Mechanistic model of oxytocin/vasopressin-stimulated GPCR.
Nicolas Azzopardi1, Caroline Gora1, Lucile Drobecq1, Romain Yvinec1,2, Lucie Pellissier1.
(1) INRAE UMR85, CNRS UMR7247, University of Tours, Tours, France. (2) Musca Inria, Inrae Paris-Saclay, Palaiseau, France.
Objectives: Around 30% of commercialised drugs interacts at cell membrane with a G protein-coupled receptor (GPCR). Oxytocin (OT) and vasopressin (AVP) are hypothalamic peptides that bind to four GPCR: oxytocin receptor OTR and vasopressin receptors V1A, V1B and V2. These binding lead to different interactions with downstream signalling transducers. Known for their prosocial effect, these pathways are an active area of research in autism spectrum disorders. Understanding downstream intracellular signal transduction dynamics is mandatory to ensure drugs safety and efficacy.
Bioluminescence resonance energy transfer (BRET) assays the proximity of a bioluminescent donor and a fluorescent acceptor. Coupling donor and acceptor with two proteins of interest gives a unique insight in these protein-protein interactions in real time. Thus, it is a pertinent tool for quantitative monitoring of these actors and their dynamics in signal transduction. Data extracted from BRET are mainly analysed as the area under curve (AUC) of signal intensity ratio of the acceptor's fluorescence and the donor's bioluminescence. However, this approach presents some loss of information e.g., the inter-assay intensity variability, the signals time-dependent relationship modulation or the influence of the limits of quantification of the signals.
Therefore, this work investigates the pertinence of a novel approach of the BRET data analyses based on mechanistic population compartmental modelling and proposes new quantifications of the interaction of oxytocin or vasopressin-stimulated GPCR with downstream G proteins and β-arrestins.
Methods: A total of 480 BRET assays were performed to quantify the interaction of murine OTR, V1A V1B, and V2 or human receptors tagged with the Renilla luciferase (Rluc8) with downstream β-arrestin 1, β-arrestin 2, Gs, Gi or Gq tagged with enhanced yellow fluorescent protein (Venus), after stimulation with OT or AVP. OT and AVP doses were ranging from 0 to 10⁻4 M. Upon substrate coelenterazine addition Rluc8 emits a 480nm signal (S1). If Venus is present within a 100Å area, it is excited and emits a 530nm signal (S2). The intensities of S1 and S2 are monitored and used for analysis. BRET assays were performed in murine neuroblastoma cell (mNeuro2a).
The structure of the compartmental model is identical for all the assays. The delay of the coelenterazine to reach Rluc8 is described with a five transit-compartments model with estimated mean absorption time MAT. The degradation of the substrate by Rluc8 is quantified by the estimated first order rate kdeg. This elimination is directly equal to the emission fluorescence signal S1 and proportional with the bioluminescence signal S2 with a factor ρ. To work around the high inter-assay variability in signal intensity, total S1 dose is set to 1. A scale correction is assured by the estimation of a global gain G defined as OBS_S1=S1·10^(G/10) and OBS_S2=S2·10^(G/10). Parameters were estimated using non-linear mixed effect model (Monolixsuite 2023R1, lixoft, Antony, Frannce).

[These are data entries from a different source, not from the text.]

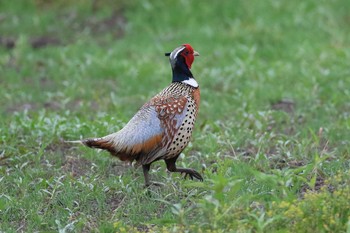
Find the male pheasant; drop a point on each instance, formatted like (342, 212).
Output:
(162, 128)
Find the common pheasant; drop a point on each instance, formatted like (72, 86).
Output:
(163, 126)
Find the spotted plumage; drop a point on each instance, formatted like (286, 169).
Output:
(162, 128)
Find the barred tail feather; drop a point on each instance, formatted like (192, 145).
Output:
(100, 143)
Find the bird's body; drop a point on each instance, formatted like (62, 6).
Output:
(163, 126)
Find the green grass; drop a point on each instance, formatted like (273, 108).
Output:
(271, 139)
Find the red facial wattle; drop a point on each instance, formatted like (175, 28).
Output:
(187, 53)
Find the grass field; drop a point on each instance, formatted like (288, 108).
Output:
(271, 139)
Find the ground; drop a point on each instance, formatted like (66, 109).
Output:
(271, 139)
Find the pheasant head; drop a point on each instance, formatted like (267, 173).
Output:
(181, 59)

Results: BRET data were correctly described. All the parameters values and their variabilities can be estimates with r.s.e. < 10%. MAT was estimated for all assays to 4.66 minutes. Substrate consumption rate kdeg was 0.038 min-1 (r.s.e = 1%) with ωkdeg = 0.1. The global gain G was estimated as a normal distribution with high variability ωG = 2.2 (r.s.e. = 3.4%) and with mean 77.8 dB for V1A, 75 dB for V1B and 71.2 dB for V2. The signal proportionality ρ was estimated to 0.77 and was positively influenced by ligand dose β_dose = 2043 (r.s.e = 8,3 %). No significative correlation between estimated parameters were observed.
Conclusions: This modelling approach gives robust description of BRET data. Estimation of a global gain informs about cell state and level of receptor expression variabilities. Mixed effect modelling allows to quantify the potential influences of the different conditions assays on signals.
Despite OT and AVP share similar molecular characteristics they display important differences in signalling transduction at the four receptors. The same modelling approach can be used for flowing downstream protein-protein interactions of the signal transduction cascade.